Capítulo XXI

¿POR QUÉ LO LLAMAN AMOR CUANDO QUIEREN DECIR SEXO?

Odio empezar a hablar acerca del matrimonio, del amor y del noviazgo. (Creo que los he citado en orden inverso, pero en realidad este detalle no constituye una diferencia demasiado grande, a menos que estés enamorado). Dado que tengo tres hijos, es justo que supongas que he estado casado, aunque he oído decir que existen ciertas excepciones con respecto a esta regla.

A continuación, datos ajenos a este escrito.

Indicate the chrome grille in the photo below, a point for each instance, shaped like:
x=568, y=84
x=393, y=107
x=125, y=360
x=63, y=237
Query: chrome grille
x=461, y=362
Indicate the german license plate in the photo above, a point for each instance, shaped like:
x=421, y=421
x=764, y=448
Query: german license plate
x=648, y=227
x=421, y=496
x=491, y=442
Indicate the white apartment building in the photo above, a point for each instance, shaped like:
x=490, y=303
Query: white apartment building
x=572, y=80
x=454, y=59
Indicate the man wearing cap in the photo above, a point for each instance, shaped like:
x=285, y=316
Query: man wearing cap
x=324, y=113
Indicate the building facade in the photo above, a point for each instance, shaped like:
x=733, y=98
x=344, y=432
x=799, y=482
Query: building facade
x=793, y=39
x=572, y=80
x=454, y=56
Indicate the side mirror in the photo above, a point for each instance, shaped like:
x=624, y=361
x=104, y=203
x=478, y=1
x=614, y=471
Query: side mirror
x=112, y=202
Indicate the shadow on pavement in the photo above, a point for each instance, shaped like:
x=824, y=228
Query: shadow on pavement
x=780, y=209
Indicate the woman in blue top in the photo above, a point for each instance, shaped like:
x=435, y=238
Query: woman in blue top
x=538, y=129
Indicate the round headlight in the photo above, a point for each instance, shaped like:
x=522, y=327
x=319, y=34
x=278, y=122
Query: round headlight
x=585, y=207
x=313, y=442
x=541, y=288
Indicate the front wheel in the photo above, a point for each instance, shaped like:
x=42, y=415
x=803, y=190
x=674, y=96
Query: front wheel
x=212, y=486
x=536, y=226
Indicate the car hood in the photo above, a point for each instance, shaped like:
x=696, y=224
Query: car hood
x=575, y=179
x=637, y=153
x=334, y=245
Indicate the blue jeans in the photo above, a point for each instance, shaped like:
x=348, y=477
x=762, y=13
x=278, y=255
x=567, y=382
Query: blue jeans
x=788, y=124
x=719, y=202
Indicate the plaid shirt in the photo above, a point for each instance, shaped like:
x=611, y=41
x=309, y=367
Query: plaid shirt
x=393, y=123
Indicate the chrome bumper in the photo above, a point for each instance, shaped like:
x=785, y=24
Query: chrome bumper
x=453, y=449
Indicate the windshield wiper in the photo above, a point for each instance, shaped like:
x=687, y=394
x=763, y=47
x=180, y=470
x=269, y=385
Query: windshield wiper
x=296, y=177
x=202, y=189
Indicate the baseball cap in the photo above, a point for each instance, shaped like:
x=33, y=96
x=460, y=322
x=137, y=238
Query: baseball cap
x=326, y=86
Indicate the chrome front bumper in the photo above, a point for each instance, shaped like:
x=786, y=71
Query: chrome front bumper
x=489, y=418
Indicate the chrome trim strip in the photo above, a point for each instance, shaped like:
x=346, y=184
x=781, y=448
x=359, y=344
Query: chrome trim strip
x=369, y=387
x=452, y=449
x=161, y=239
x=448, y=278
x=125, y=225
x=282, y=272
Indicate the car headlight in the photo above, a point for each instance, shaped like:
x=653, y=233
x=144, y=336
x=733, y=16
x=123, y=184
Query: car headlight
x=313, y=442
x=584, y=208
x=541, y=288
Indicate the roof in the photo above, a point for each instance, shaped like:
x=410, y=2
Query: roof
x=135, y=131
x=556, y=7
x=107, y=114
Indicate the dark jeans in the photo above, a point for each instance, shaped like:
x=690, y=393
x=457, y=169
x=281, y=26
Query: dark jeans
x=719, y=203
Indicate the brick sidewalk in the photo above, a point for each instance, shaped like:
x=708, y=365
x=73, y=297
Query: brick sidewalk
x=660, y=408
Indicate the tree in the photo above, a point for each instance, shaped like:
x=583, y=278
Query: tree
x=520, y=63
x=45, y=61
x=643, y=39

No estoy tan loco como para embarcarme en este tema. No hay otro tópico en la historia de la humanidad que haya sido tan rastreado, tan triturado y agotado hasta el extremo como se ha hecho constantemente con los lazos sagrados, para no mencionar aquellos que no son sagrados. Ninguna revista digna de su editor ha aparecido en los quioscos sin publicar por lo menos dos artículos de fondo sobre el matrimonio y el noviazgo (escritos a menudo por un grupo de célibes o de vírgenes, si es que queda alguna). Ningún diario puede sobrevivir sin una columna de consejos sentimentales, probablemente contigua a la sección cómica, la parte más importante del periódico. Por lo menos la mitad de las películas que se realizan para la gran masa tratan del chico que conoce a la chica y del lazo definitivo que el público se ve obligado a esperar en el último rollo. Cada noche hay tres horas en la televisión que versan sobre distintas variaciones del tema La vida puede ser un éxtasis y, por radio, emiten charlas que duran varias horas sobre el mismo tostón.

Actualmente trabajan en televisión dos hombres divorciados, ambos expertos reconocidos, que se ganan muy bien la vida aconsejando a la gente acerca de sus problemas matrimoniales. Los casos con que se enfrentan son diversos y complicados, pero nada asusta a estos Salomones electrónicos.

Por otra parte, estoy dispuesto a reconocer que lo que tengo que decir sobre el tema del matrimonio no tiene ningún valor. (Aquí se oyen gritos de «¡Mira, mira!» por parte del lector, del impresor y del editor). No poseo ni los medios ni la experiencia suficientes para discutir este tema de un modo inteligente. Si quieres saber la verdad desnuda, te sugiero que vayas a la biblioteca pública y te tragues a Shakespeare, a Ovidio, a Casanova y a Freud. No obstante, si no puedes esperar, deja a todos los expertos y limítate a profundizar en el corazón de Krafft-Ebing.

* * *

Mi primer matrimonio se llevó a cabo en Chicago. Teníamos la licencia y dos dólares. Podríamos habernos casado rápidamente y sin impedimento alguno en el ayuntamiento, pero mi novia insistió en hacerlo en cierta clase de atmósfera religiosa. Cualquiera que se haya casado sabe que, a estas alturas del idilio, el novio está dominado por la fiebre del deseo y está dispuesto a conceder cualquier cosa.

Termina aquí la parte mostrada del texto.